We each presented what we believed to be the common and interesting problems we are seeing with requirements in industry. Here is a quick summary of mine which are based on discussions with all of our product managers:

  1. Flavor-of-the-month methodology – where we actually do see project team members who believe they do not need to have written requirements. Obviously, I’m thinking of agile-like methodologies here. And while we love such methodologies for the right project, we unfortunately see people who misunderstand how to practice them, and that is the actual challenge.
  2. Eliciting requirements in a global environment – the challenge here is in dealing with time, location, language and cultural differences. There are tools to help these, but our experience is that they still are not sufficient.
  3. People do not really understand best practices for requirements…but they think they do – the issue is that they often read bad literature or got bad training and developed poor habits. We have to work with or un-train those habits.
  4. Requirements tools are hard to use – we are seeing a lot of resistance to the use of requirements tools on projects with our customers. Our favorite saying “did they actually gather requirements for this requirements tool?”
  5. People have made it boring to gather requirements – unfortunately, people have sucked the fun out of building new products. When people attend requirements sessions, they are bored and only in attendance because they really have to be.
  6. There is a focus on number of features instead of quality features – we often see when our customers build a new product or add features, they want to cram in lots of features. They actually start with too many features and are never able to focus on how to build the really important ones to be usable.

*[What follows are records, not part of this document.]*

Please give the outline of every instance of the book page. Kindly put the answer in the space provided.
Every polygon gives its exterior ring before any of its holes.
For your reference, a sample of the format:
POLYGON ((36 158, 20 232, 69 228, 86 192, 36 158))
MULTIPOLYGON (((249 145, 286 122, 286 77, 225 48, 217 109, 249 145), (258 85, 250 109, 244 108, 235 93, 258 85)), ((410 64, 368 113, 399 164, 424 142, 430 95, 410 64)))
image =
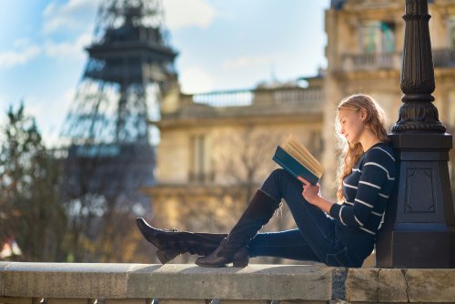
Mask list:
POLYGON ((292 135, 286 138, 281 147, 315 176, 320 177, 324 173, 322 165, 292 135))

I’m going to do my best to summarize the key challenges that each of the other panelists brought up, though I apologize because I’m quite sure this won’t be a perfect recount.

Brian’s top challenges are around working with very large projects, creating and managing end-to-end traceability, people other than RE’s are writing requirements and making verifiable RE work products. He works in an industry where the FDA requires the end-to-end traceability be complete, so this is of particular importance to them.

Kousik’s challenges included dealing with multi-site projects where domain competency levels vary and they are multiple product lines that share common requirements. Another challenge is with OEM development and things like making use of requirements patterns and capturing emotional requirements.

Ian’s challenges were divided into the types of work he engages with customers on. In workshops, a challenge he faces is in firefighting. In processes, his challenges include a tension between the people who demand we follow process and those who just want to get the job done. They want simple but comprehensive processes, for example. In the training space, the challenge is how do you fit a training class in 2-3 days and that it is very hard to change people’s behaviors. In tools, he finds people want to try to use the same tool for everything, they really want to integrate it to other tools and they try to force everyone to use them without success.

And finally, Juha’s challenges were that they have a huge number and variety of potential customers to please and they have a large number of products to develop each year (in the 100’s). They have some interesting challenges around innovation and what adding value looks like. And it’s not always clear who is playing the RE role.

Juha’s (and to some degree Kouski’s) challenges are interesting because they work on a consumer product line (i.e. cell phones!), whereas most of the rest of us are working on large internal systems projects.

The panel made for was a fantastic blend of experiences, roles and types of projects. I will say that participating on it was a lot of fun! Brian did a great job chairing the panel. In particular the focus of the panel was on the audience’s interests and questions, so we had very good discussions out of that. I have jotted down notes on some of the interesting questions asked by the audience, but I will post that on another day!